70 Documentos do Partido Comunista Brasileiro,
Lisboa: Editora Avante, 1976, p. 71.
71 Los Obispos Latinoamericanos entre Medellín
y Puebla. San Salvador: UCA (Universidade Centroamericana), 1978, p. 71.
72 J’ai
entendu les cris de mon peuple (Exode, 3.7). Documents d’évéques et supérieurs
du nord-est brésilien, Bruxelas: Entraide et Fraternité, 1973. p. 42-41.

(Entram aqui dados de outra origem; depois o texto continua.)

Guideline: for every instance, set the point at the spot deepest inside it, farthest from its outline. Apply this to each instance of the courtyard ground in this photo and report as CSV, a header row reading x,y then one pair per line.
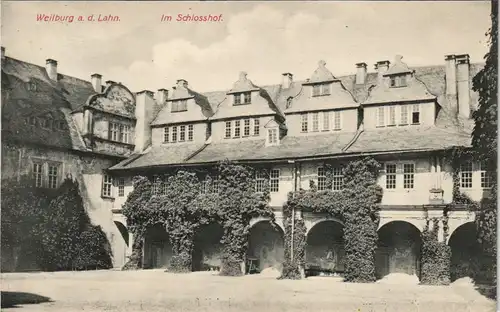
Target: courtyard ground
x,y
155,290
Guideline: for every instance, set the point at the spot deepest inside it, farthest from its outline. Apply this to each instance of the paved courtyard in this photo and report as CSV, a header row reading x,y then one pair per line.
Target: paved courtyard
x,y
155,290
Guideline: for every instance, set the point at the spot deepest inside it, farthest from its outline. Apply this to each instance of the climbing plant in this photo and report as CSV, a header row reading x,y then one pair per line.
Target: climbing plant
x,y
356,205
183,205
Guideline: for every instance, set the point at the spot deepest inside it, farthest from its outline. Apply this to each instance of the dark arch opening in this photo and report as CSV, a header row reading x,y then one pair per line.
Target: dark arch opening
x,y
465,251
123,231
325,249
265,246
157,247
398,249
207,247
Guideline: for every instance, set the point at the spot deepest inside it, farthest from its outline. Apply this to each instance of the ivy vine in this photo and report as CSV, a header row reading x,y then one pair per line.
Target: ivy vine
x,y
356,205
183,205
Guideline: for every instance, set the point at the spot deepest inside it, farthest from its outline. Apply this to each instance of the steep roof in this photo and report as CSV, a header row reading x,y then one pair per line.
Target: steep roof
x,y
27,92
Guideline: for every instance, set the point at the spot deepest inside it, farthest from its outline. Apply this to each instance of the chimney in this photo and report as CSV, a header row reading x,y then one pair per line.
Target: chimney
x,y
182,83
109,82
463,85
360,73
51,68
96,80
145,108
382,67
161,96
287,80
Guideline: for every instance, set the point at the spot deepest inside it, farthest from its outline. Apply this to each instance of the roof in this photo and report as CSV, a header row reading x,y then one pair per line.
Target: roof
x,y
166,116
27,91
409,138
398,67
321,74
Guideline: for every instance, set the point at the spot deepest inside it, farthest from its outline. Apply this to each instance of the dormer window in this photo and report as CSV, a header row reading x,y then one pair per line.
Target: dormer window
x,y
179,106
398,81
321,89
242,98
272,136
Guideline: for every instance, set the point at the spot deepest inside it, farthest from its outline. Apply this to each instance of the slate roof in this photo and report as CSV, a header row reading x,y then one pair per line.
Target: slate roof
x,y
449,130
27,91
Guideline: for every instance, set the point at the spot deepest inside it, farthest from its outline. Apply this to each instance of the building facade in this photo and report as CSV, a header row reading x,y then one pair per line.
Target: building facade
x,y
404,117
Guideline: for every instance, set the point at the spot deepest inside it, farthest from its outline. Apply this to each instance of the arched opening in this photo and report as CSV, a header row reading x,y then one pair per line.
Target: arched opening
x,y
157,247
465,251
325,249
207,247
123,231
398,249
265,246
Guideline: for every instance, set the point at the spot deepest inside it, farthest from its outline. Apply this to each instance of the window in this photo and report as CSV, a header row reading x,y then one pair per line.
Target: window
x,y
336,120
392,116
326,121
304,123
466,175
272,136
124,133
237,99
256,127
390,176
315,122
275,180
404,115
46,123
380,117
485,175
156,184
237,129
190,132
408,175
166,134
52,176
415,115
228,129
174,134
316,90
37,174
321,179
398,81
246,127
179,106
182,133
337,179
247,98
118,132
107,183
121,187
260,179
325,89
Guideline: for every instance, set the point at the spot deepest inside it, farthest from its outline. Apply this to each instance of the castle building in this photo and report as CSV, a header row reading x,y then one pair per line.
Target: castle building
x,y
405,117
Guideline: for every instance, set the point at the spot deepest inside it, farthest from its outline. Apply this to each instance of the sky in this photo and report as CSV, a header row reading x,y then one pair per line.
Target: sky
x,y
262,39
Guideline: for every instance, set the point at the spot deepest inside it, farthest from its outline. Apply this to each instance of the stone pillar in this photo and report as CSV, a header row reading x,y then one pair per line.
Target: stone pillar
x,y
130,244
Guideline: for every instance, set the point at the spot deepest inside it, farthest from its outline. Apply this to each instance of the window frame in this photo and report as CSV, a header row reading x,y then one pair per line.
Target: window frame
x,y
274,180
107,185
304,122
392,175
121,187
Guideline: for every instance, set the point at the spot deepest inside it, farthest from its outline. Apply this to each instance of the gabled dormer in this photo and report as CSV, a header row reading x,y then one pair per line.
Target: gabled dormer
x,y
398,99
275,131
243,112
322,106
184,117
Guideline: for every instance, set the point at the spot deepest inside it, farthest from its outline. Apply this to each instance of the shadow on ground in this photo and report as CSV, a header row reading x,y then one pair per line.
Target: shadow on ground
x,y
12,299
488,291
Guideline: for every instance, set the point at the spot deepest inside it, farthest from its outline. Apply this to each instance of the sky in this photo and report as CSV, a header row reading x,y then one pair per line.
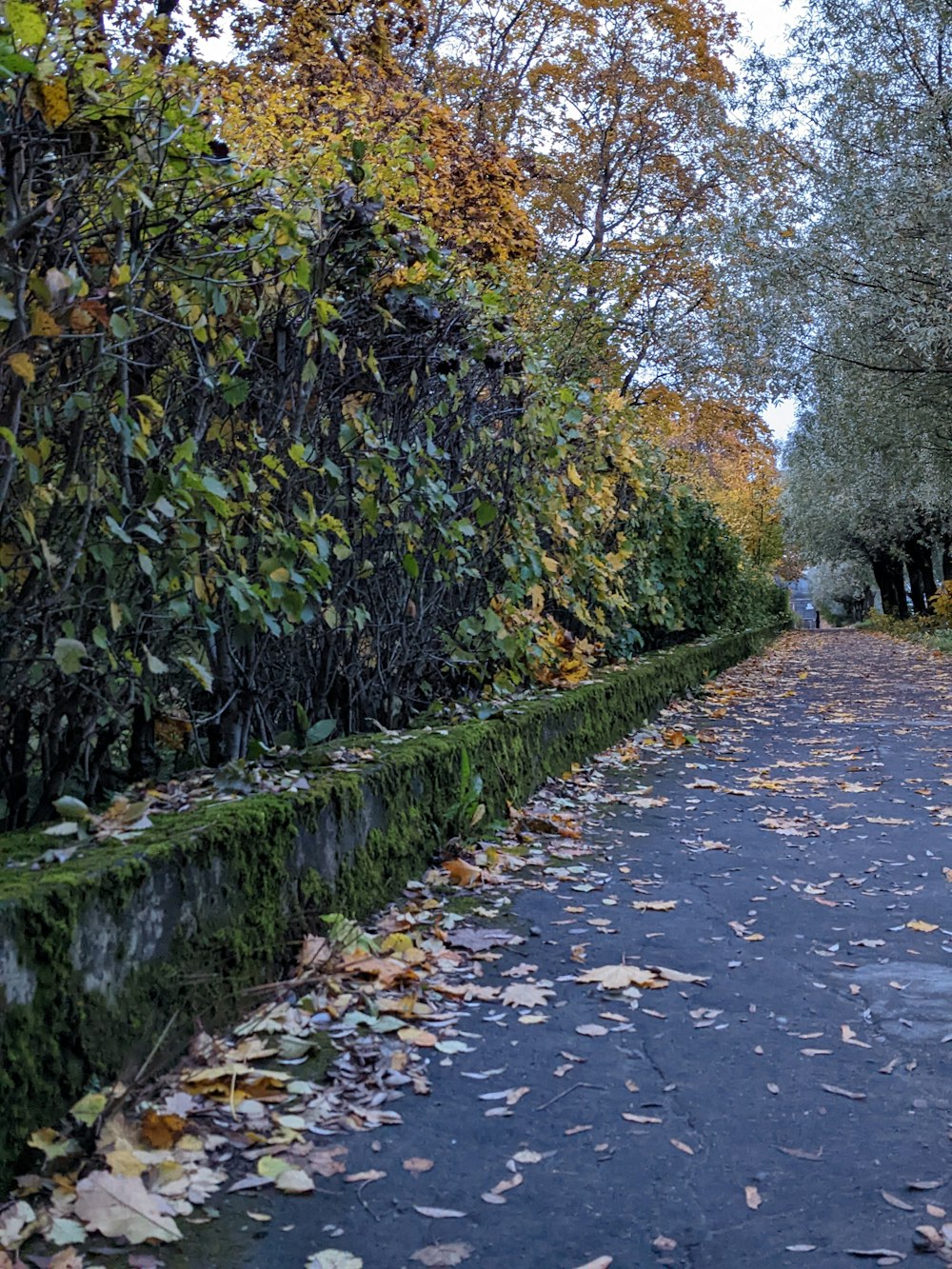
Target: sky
x,y
764,22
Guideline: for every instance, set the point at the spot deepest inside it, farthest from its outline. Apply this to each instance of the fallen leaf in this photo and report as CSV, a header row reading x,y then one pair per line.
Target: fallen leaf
x,y
68,1259
293,1180
876,1253
162,1131
525,995
479,941
444,1256
897,1202
617,978
121,1207
333,1259
849,1037
463,873
677,975
417,1036
327,1162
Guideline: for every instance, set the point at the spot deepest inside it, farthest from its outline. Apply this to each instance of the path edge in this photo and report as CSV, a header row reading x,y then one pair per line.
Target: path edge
x,y
102,956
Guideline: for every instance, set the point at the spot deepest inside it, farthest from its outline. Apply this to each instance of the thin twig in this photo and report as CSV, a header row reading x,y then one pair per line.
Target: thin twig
x,y
566,1092
155,1048
364,1204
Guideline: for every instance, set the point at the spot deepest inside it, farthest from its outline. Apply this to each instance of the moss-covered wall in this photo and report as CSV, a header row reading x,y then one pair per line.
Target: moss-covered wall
x,y
131,941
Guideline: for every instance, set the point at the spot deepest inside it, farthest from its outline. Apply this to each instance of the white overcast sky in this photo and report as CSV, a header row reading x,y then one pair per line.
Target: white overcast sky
x,y
765,22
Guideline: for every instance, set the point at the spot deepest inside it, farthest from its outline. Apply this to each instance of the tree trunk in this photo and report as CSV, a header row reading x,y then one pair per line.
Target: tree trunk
x,y
893,591
922,579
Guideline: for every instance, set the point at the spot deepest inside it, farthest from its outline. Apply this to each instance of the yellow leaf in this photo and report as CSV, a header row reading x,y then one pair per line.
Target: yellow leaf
x,y
55,100
124,1162
396,943
22,365
463,873
417,1036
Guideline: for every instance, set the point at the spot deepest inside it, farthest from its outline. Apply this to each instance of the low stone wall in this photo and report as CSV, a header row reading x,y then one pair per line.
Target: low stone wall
x,y
129,941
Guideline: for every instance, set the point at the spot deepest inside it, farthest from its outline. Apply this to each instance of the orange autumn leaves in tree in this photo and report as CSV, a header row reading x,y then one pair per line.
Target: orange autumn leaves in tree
x,y
724,452
342,80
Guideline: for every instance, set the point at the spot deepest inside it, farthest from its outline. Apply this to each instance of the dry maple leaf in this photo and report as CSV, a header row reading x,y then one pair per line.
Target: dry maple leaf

“Não há dúvida de que os teólogos da
libertação não podem aceitar a caracterização marxista da religião como “ópio
do povo”. No entanto, eles não rejeitam totalmente a crítica marxista da Igreja
e das práticas religiosas “realmente existentes”. Gustavo Gutiérrez, por
exemplo, admitiu que a Igreja latino-americana tinha contribuído para dar um
caráter sacro à ordem estabelecida: “A proteção que ela (a Igreja) recebe da classe
social que se beneficia com a sociedade capitalista que prevalece na América
Latina, e a defende, fez da Igreja institucionalizada uma parte do sistema e da
mensagem cristã, um componente da ideologia dominante”76. Esse
julgamento severo é compartilhado por um setor dos bispos latino-americanos. Os
bispos peruanos, por exemplo, em uma declaração adotada por sua Trigésima Sexta
Assembleia Episcopal (1969) declararam: “Acima de tudo, nós cristãos devemos
reconhecer que, por falta de fé, contribuímos, com nossas palavras e nossas
ações, com nosso silêncio e omissões, para a atual situação de injustiça”.
Um dos documentos mais interessantes sobre
esse assunto é a resolução adotada pelo Departamento de Educação do CELAM quase
no final da década de 1960 (antes da instituição ficar sob a hegemonia
conservadora):
A religião cristã foi e ainda é usada como uma ideologia para justificar
o governo dos poderosos. O cristianismo na América Latina foi uma religião
funcional para o sistema. Seus ritos, suas igrejas e suas obras contribuíram
para canalizar a insatisfação do povo na direção do Além, desconectando-a
totalmente do mundo atual. Assim, o cristianismo refreou o protesto do povo
contra um sistema injusto e opressivo.77
É claro, essa crítica é feita em nome de um cristianismo
autêntico, solidário com os pobres e oprimidos e não tem qualquer coisa em
comum com um questionamento da religião propriamente dita.”
76 Théologie
de la libération, p. 266.
77 Citado em ibid., p. 117-118. Em uma nota de rodapé, Gutiérrez menciona vários
outros documentos episcopais latino-americanos com a mesma ideia.